Finacial Sectors and the Macroeconomy

The Nexus of Monetary Policy and Shadow Banking in China (with Chen and Ren)

THE NEXUS OF MONETARY POLICY AND SHADOW BANKING IN CHINA

 (Forthcoming at American Economic Review.  For a working paper version, see also NBER Working Paper 23377, May 2017, http://www.nber.org/papers/w23377) 

BY KAIJI CHEN, JUE REN, AND TAO ZHA

Abstract  We estimate the quantity-based monetary policy system in China. We argue that China’s rising shadow banking was inextricably linked to banks’ \emph{balance-sheet} risk and hampered the effectiveness of monetary policy on the banking system during the 2009-2015 period of monetary policy contractions.
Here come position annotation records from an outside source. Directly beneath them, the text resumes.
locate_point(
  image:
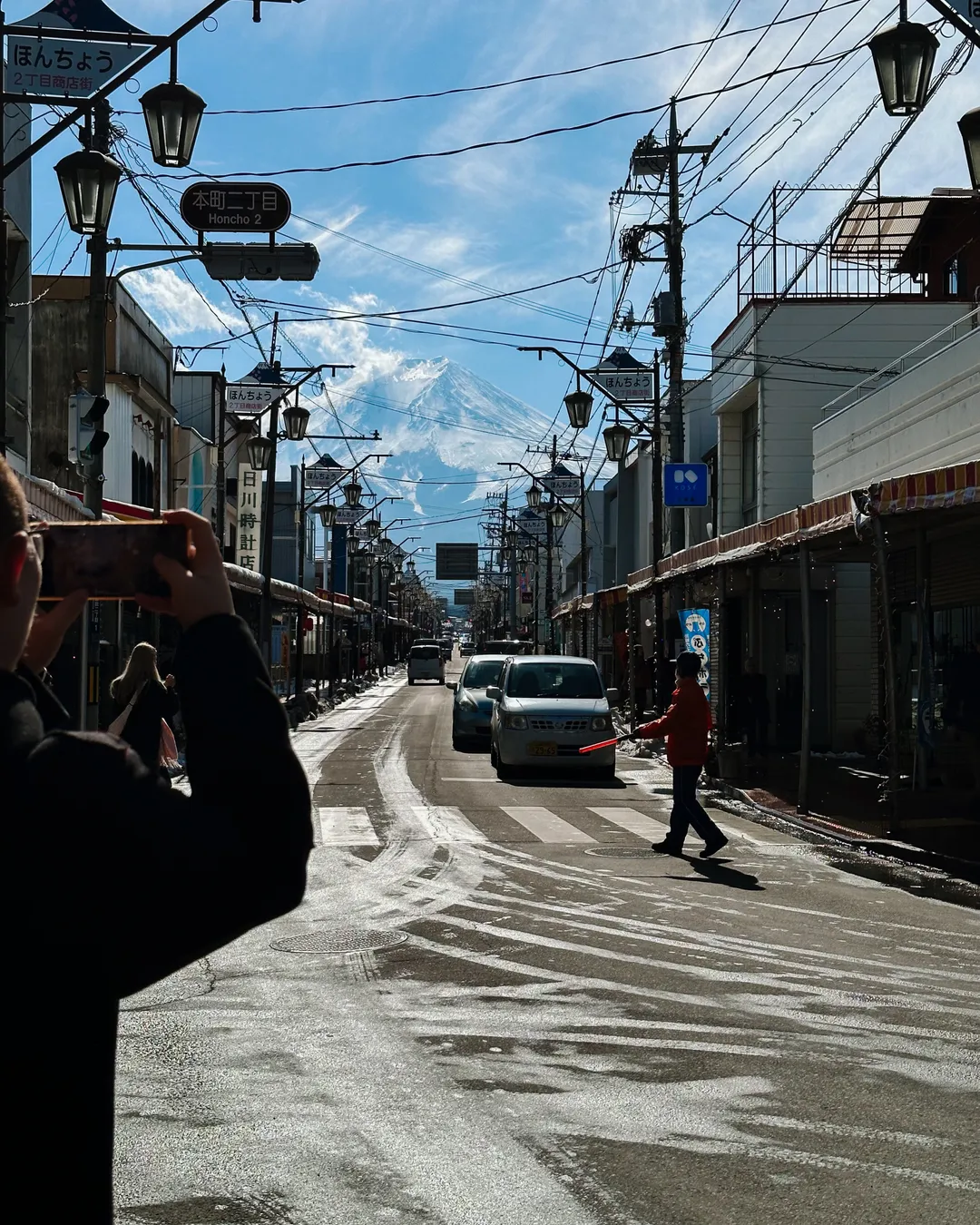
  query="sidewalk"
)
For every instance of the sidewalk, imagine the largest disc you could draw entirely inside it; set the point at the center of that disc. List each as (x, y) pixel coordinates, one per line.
(936, 828)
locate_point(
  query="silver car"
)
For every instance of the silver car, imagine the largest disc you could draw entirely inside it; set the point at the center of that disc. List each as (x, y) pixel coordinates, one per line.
(472, 708)
(545, 710)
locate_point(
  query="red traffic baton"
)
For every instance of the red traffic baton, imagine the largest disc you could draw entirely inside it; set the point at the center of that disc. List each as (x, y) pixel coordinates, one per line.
(603, 744)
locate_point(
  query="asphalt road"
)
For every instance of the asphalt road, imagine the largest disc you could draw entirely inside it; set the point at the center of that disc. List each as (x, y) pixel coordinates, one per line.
(567, 1036)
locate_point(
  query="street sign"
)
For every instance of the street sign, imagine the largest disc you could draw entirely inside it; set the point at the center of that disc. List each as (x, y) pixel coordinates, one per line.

By constructing two micro datasets at the individual bank level, we substantiate this argument with three empirical findings: (1) in response to monetary policy tightening, nonstate banks actively engaged in intermediating shadow banking products; (2) these banks, in sharp contrast to state banks, brought shadow banking products onto the balance sheet via risky investments; (3) bank loans and risky investment assets in the banking system respond in opposite directions to monetary policy tightening, which makes monetary policy less effective.  We build a theoretical framework to derive the above testable hypotheses and explore implications of the interaction between monetary and regulatory policies.

Assessing the Macroeconomic Impact of Bank Intermediation Shocks: A Structural Approach (with Chen)

ASSESSING THE MACROECONOMIC IMPACT OF BANK INTERMEDIATION SHOCKS: A STRUCTURAL APPROACH 

BY KAIJI CHEN AND TAO ZHA

Abstract  We take a structural approach to assessing the empirical importance of shocks to the supply of bank-intermediated credit in affecting macroeconomic fluctuations.  First, we develop a theoretical model to show how credit supply shocks can be transmitted into disruptions in the production economy.  Second, we utilize the unique micro banking data to identify and support the model’s key mechanism.  Third, we find that the output effect of credit supply shocks is not only economically and statistically significant but also consistent with the VAR evidence. Our mode estimation indicates that a negative one-standard-deviation shock to credit supply generates a loss of output by one percent.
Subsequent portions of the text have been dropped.